2.7 — Hypothesis Testing for Regression — R Practice

Author

Answer Key

Published

October 12, 2022

Required Packages & Data

Load all the required packages we will use (note I have installed them already into the cloud project) by running (clicking the green play button) the chunk below:

library(tidyverse) # your friend and mine
library(broom) # for tidy regression
library(modelsummary) # for nice regression tables
library(infer) # for simulating inference

What is the effect of a diamond’s carat size on its price?

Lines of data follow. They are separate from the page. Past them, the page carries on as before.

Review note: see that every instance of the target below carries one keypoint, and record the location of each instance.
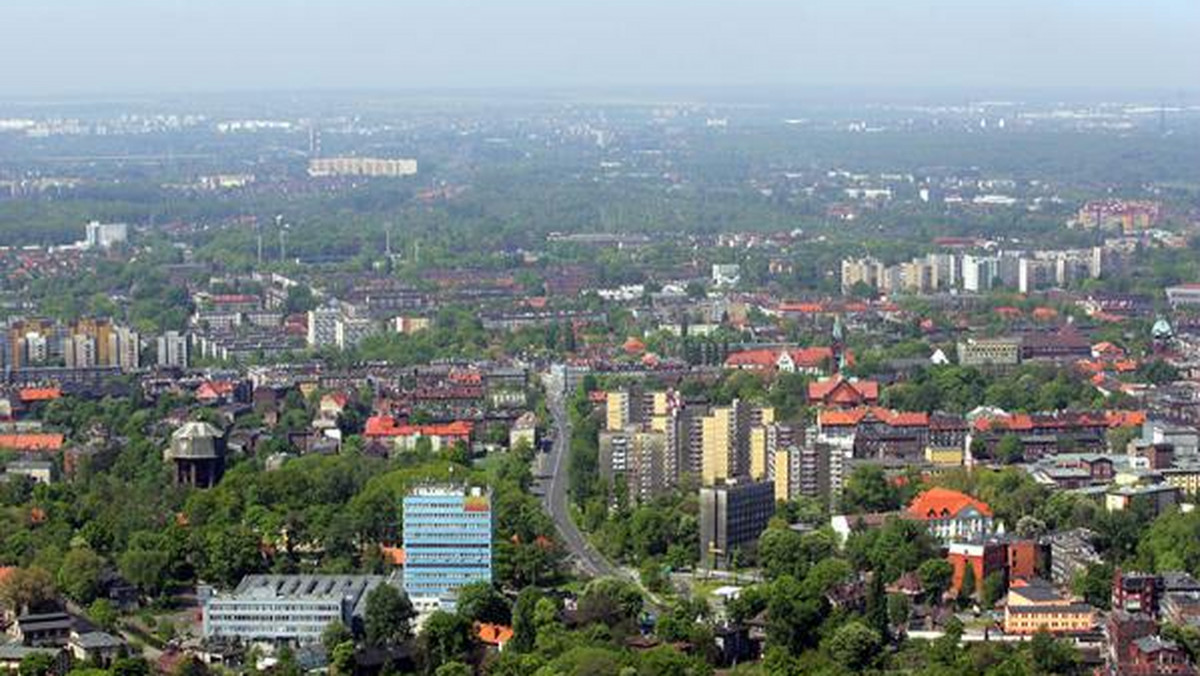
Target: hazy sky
(49, 47)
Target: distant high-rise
(323, 327)
(729, 442)
(105, 235)
(173, 350)
(371, 167)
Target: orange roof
(941, 503)
(856, 416)
(337, 398)
(762, 358)
(39, 394)
(803, 307)
(493, 634)
(387, 426)
(214, 389)
(1107, 348)
(1044, 312)
(843, 392)
(811, 357)
(1125, 418)
(1125, 365)
(31, 441)
(394, 555)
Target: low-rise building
(952, 515)
(287, 608)
(1033, 605)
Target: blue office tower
(448, 543)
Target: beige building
(373, 167)
(989, 352)
(730, 444)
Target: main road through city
(553, 486)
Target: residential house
(952, 515)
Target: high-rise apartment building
(732, 514)
(174, 350)
(323, 327)
(726, 436)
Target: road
(553, 489)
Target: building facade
(732, 515)
(448, 543)
(287, 608)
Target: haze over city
(657, 338)
(60, 47)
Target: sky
(76, 47)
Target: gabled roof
(945, 503)
(31, 441)
(387, 426)
(214, 389)
(856, 416)
(844, 392)
(39, 394)
(769, 357)
(493, 634)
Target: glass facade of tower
(448, 542)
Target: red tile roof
(841, 392)
(767, 358)
(214, 389)
(39, 394)
(387, 426)
(941, 503)
(31, 441)
(855, 416)
(493, 634)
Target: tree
(877, 608)
(454, 669)
(445, 638)
(827, 574)
(1030, 526)
(610, 602)
(899, 609)
(1051, 656)
(793, 616)
(967, 588)
(1095, 584)
(869, 490)
(103, 614)
(480, 602)
(525, 627)
(342, 658)
(388, 616)
(780, 554)
(131, 666)
(994, 588)
(335, 634)
(231, 554)
(855, 645)
(936, 575)
(27, 588)
(37, 664)
(1009, 449)
(79, 574)
(147, 569)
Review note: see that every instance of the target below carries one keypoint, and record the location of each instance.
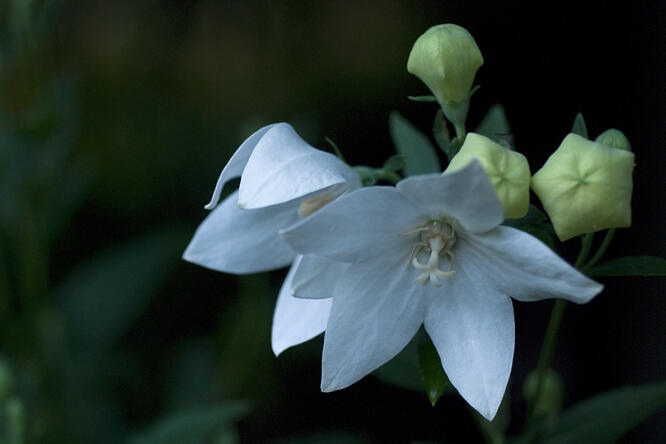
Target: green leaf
(422, 98)
(494, 124)
(536, 224)
(608, 416)
(395, 163)
(198, 426)
(440, 131)
(421, 155)
(430, 365)
(630, 266)
(579, 126)
(104, 296)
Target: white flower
(431, 252)
(283, 179)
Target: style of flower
(283, 179)
(431, 252)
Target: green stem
(550, 340)
(488, 430)
(547, 351)
(601, 251)
(5, 283)
(586, 245)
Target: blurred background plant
(115, 119)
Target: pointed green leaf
(422, 98)
(579, 126)
(430, 365)
(421, 155)
(607, 417)
(630, 266)
(494, 124)
(394, 163)
(198, 426)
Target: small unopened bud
(585, 187)
(614, 138)
(446, 59)
(508, 171)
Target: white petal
(297, 320)
(471, 325)
(466, 195)
(283, 167)
(235, 166)
(377, 309)
(315, 277)
(521, 266)
(362, 224)
(234, 240)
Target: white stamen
(438, 237)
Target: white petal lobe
(234, 240)
(358, 226)
(297, 320)
(316, 277)
(283, 167)
(234, 168)
(466, 195)
(521, 266)
(472, 327)
(377, 309)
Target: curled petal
(283, 167)
(234, 168)
(234, 240)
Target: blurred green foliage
(115, 120)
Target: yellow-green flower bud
(585, 187)
(615, 139)
(508, 171)
(446, 59)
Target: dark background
(160, 95)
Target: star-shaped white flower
(283, 179)
(431, 252)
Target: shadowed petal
(234, 240)
(521, 266)
(363, 224)
(283, 167)
(315, 277)
(377, 309)
(471, 325)
(297, 320)
(234, 168)
(466, 195)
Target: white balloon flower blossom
(283, 179)
(431, 251)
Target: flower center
(435, 241)
(312, 204)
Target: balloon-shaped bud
(446, 59)
(508, 171)
(614, 138)
(585, 187)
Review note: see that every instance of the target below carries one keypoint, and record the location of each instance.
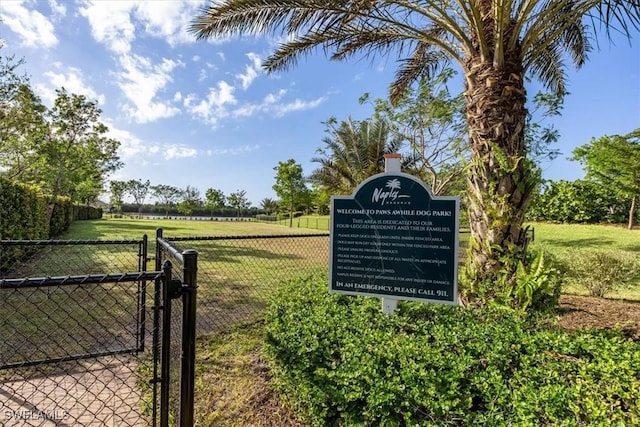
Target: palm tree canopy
(353, 152)
(423, 33)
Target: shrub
(337, 360)
(534, 289)
(601, 271)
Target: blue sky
(204, 114)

We will use the diamonds example dataset that comes bundled with ggplot, automatically loaded with tidyverse. To make it an explicit tibble in our workspace, run the code below.

diamonds <- diamonds

Note I am calling the tibble diamonds, feel free to name it whatever you like, but I will assume in my code chunks below that you are calling it diamonds - change as appropriate.

Question 1

Just to see what we’re looking at, make a scatterplot using ggplot(), with x as carat and y as price, and add a regression line.

# type your code below in this chunk
ggplot(data = diamonds)+
  aes(x = carat,
      y = price)+
  geom_point()+
  geom_smooth(method = "lm")
`geom_smooth()` using formula 'y ~ x'

Regression

Question 2

Suppose we want to estimate the following relationship:

\[ \text{Price}_i = \beta_0+\beta_1 \, \text{carat}_i+u_i \]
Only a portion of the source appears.